Nel 1860 in seguito all’ingresso dei garibaldini a Reggio, Vitrioli venne esonerato dall’incarico di bibliotecario perché fu ritenuto “illiberale” contestualmente ad un periodo in cui non era consentito conciliare l’essere cattolici e patrioti contemporaneamente, perciò decise di ritirarsi silenzioso in casa per scrivere. In quegli anni dimostrò benevolenza verso Papa Pio IX e strinse rapporti di studio con Leone XII, che lo chiamava “principe dei letterati”, e che offrì di istituire per lui una cattedra in Vaticano. I due infatti uniti da una profonda e reciproca ammirazione mantennero una fitta corrispondenza epistolare. Nel maggio del 1896 per iniziativa del Cardinale Gennaro Portanova, arcivescovo di Reggio, fu offerto al Papa un sontuoso pescespada accompagnato da un epigramma del Vitrioli che, nella traduzione italiana, dice: «Giacché una volta Cristo a te diede le mistiche reti riceviti ora, o sommo Pontefice, un pescespada. Esso preso sotto i gorghi di Scilla con celere barchetta, ben volentieri viene ai tuoi piedi. Avrebbe voluto venire in una sua compagnia una torma di pesci, quanto ne nutrono le acque del turrito Faro, ma il nostro pescespada quale abitante del siculo stretto si dia solo esso piuttosto in pasto al Pontefice. Sia questa la gloria più grande di questo pesce vagante per i flutti del mare, sia questa la somma gloria dell’Uomo armato di tridente. Ordunque addio conchiglie e rombi delle acque del Faro, il pescespada saporito sia dato in pasto al Pontefice.» Vitrioli ebbe illustri ospiti quali il de Spuches, il Kerbacher, Theodor Mommsen, essi narrano come il poeta gioisse nella “sala dello Xifia” nel decantare la poesia sulla pesca e nel rivelare i pregi del geniale affresco del Crestadoro; mentre si dice che vagasse misticamente nella “sala di Diana” per i vasti orizzonti della mitologia; e ancora si dice che nella sala del faro il poeta fosse il più delle volte incantato ai misteri indagati del mare dello Stretto. Poi si chiuse definitivamente nella solitudine e morì nel 1898 a Reggio Calabria dove volle sotto il suo ritratto questo epigramma: «È patria mia la Brezza; mi allevò Calliope col miele delle Pieridi.»

Opere

Diego Vitrioli, Xiphyas, carmen Didaci Vitriolii, Amstelodami: Mullerum, 1845.
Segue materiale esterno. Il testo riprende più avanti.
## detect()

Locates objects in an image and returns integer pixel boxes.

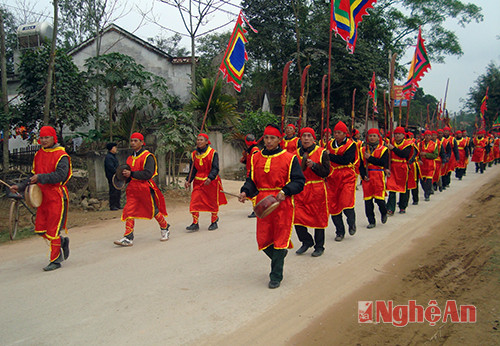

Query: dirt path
[0,166,500,345]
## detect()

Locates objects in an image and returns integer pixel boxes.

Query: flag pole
[281,60,292,133]
[351,88,356,132]
[405,99,411,131]
[297,65,311,131]
[321,74,328,139]
[326,14,333,143]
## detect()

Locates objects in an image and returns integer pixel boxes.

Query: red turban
[264,126,281,137]
[366,128,382,137]
[394,126,406,135]
[333,121,349,134]
[130,132,144,142]
[40,126,57,143]
[198,133,212,144]
[300,127,316,139]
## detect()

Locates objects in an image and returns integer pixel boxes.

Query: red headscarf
[300,127,316,139]
[130,132,144,142]
[38,126,57,144]
[198,133,212,144]
[264,126,281,137]
[333,121,349,134]
[394,126,406,135]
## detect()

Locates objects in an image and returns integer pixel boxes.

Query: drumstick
[221,191,240,198]
[0,179,12,189]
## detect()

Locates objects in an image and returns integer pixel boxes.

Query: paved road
[0,165,500,345]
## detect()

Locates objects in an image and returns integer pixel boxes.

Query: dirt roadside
[290,172,500,345]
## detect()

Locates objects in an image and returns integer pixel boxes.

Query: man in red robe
[326,121,358,241]
[239,125,305,288]
[455,131,469,180]
[11,126,72,271]
[387,126,412,215]
[240,133,260,218]
[359,128,389,229]
[281,124,300,155]
[184,133,227,232]
[114,132,170,246]
[418,130,439,201]
[293,127,330,257]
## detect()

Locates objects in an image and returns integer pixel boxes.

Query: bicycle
[6,189,36,240]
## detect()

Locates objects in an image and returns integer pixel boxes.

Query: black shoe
[349,225,356,235]
[295,244,310,255]
[186,223,200,232]
[61,237,69,260]
[269,280,280,288]
[208,218,219,231]
[43,262,61,272]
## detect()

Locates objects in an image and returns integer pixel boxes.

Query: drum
[253,195,280,219]
[113,163,130,182]
[111,173,127,190]
[24,184,42,208]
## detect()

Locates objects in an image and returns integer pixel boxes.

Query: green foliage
[236,110,280,138]
[156,110,197,154]
[466,62,500,128]
[186,78,238,126]
[12,45,90,135]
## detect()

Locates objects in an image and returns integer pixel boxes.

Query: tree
[465,62,500,128]
[157,0,235,93]
[186,79,237,131]
[148,33,189,56]
[16,45,90,139]
[85,53,175,141]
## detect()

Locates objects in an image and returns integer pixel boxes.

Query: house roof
[68,24,191,65]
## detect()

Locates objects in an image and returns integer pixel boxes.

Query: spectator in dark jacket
[104,143,122,210]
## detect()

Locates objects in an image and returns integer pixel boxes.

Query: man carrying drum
[239,125,305,288]
[10,126,72,271]
[359,128,390,229]
[281,124,300,155]
[293,127,330,257]
[326,121,358,241]
[184,133,227,232]
[114,132,170,246]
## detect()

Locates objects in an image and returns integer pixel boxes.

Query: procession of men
[11,121,500,288]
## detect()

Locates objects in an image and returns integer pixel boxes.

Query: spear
[321,74,328,138]
[351,88,356,132]
[281,61,292,133]
[297,65,311,131]
[405,99,411,131]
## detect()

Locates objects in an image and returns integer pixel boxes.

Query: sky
[0,0,500,113]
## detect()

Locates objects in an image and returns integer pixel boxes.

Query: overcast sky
[4,0,500,112]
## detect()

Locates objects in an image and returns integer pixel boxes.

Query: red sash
[122,150,167,221]
[293,145,328,228]
[251,150,294,250]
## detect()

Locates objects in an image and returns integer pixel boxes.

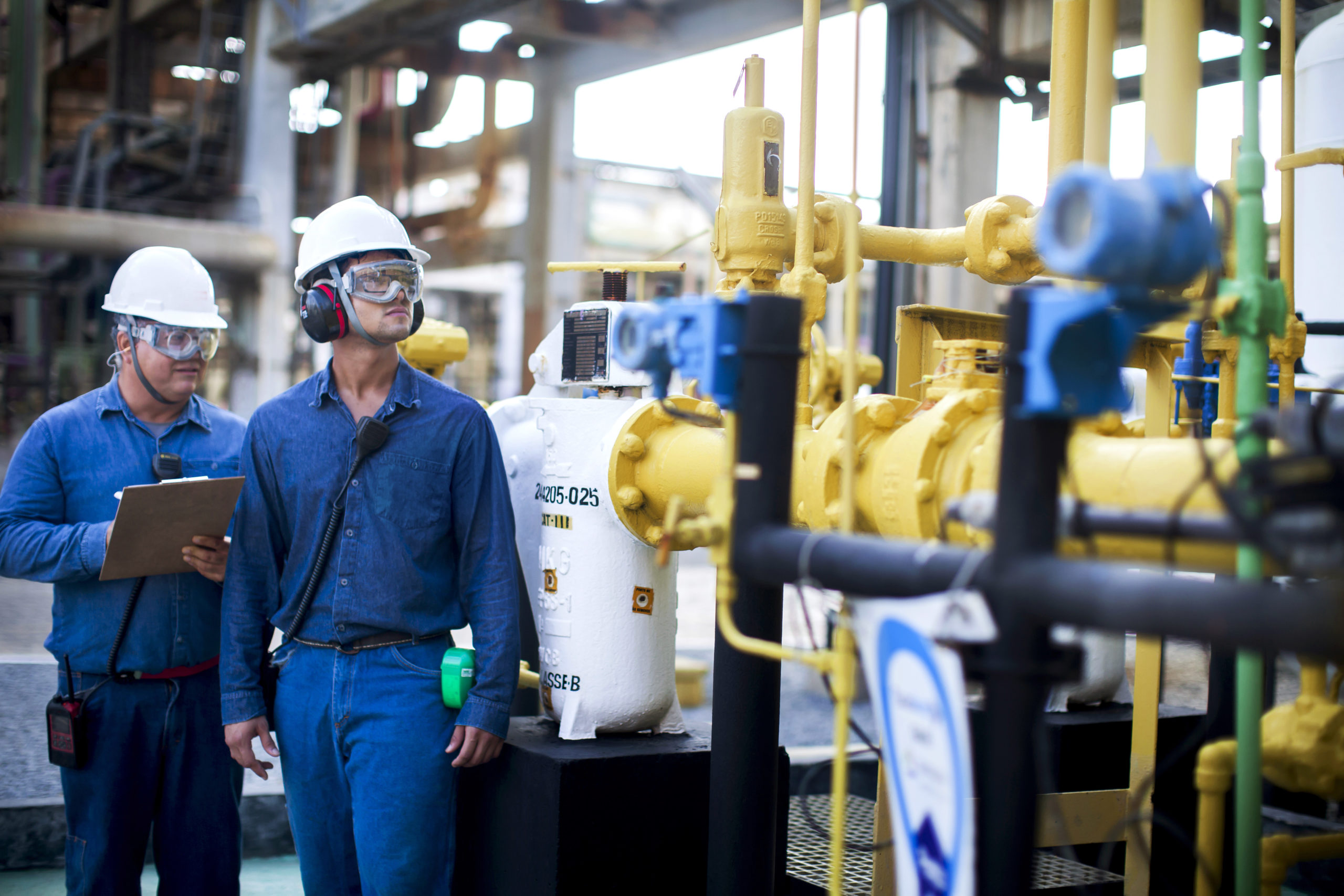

Poemetto latino in esametri, si compone, nella edizione definitiva di tre canti: nel primo, Aglaja, è descritta appunto la poesia dello Xiphias; nel secondo, Thalia, è narrato il mito di Scilla, splendida giovinetta, trasformata dalla maga Circe, gelosa dell’amore che nutriva per lei Glauco, in orribile mostro; nel terzo, Euphrosyne, sono riportati i canti e i riti dei pescatori dopo l’uccisione del pesce spada. Pubblicato in occasione del concorso latino dell’Accademia di Amsterdam fu tradotto successivamente, in endecasillabi sciolti dello stesso autore. D’ispirazione letteraria, sono particolarmente efficaci le descrizioni contenute nel primo canto, dove il Vitrioli sceglie come protagonisti degli umili pescatori, “Veglie Pompeiane”(in italiano), “Ritratto paterno”, “Epigrammi”, “Saggio di versi in greco”, “Elegie latine”,”Elogio di Angela Ardinghelli in latino o greco con traduzione italiana, pubblicati nelle “Opere Scelte”, (Ceruso,Reggio Calabria,1893; ristampa a cura del nipote D.Vitrioli,1930).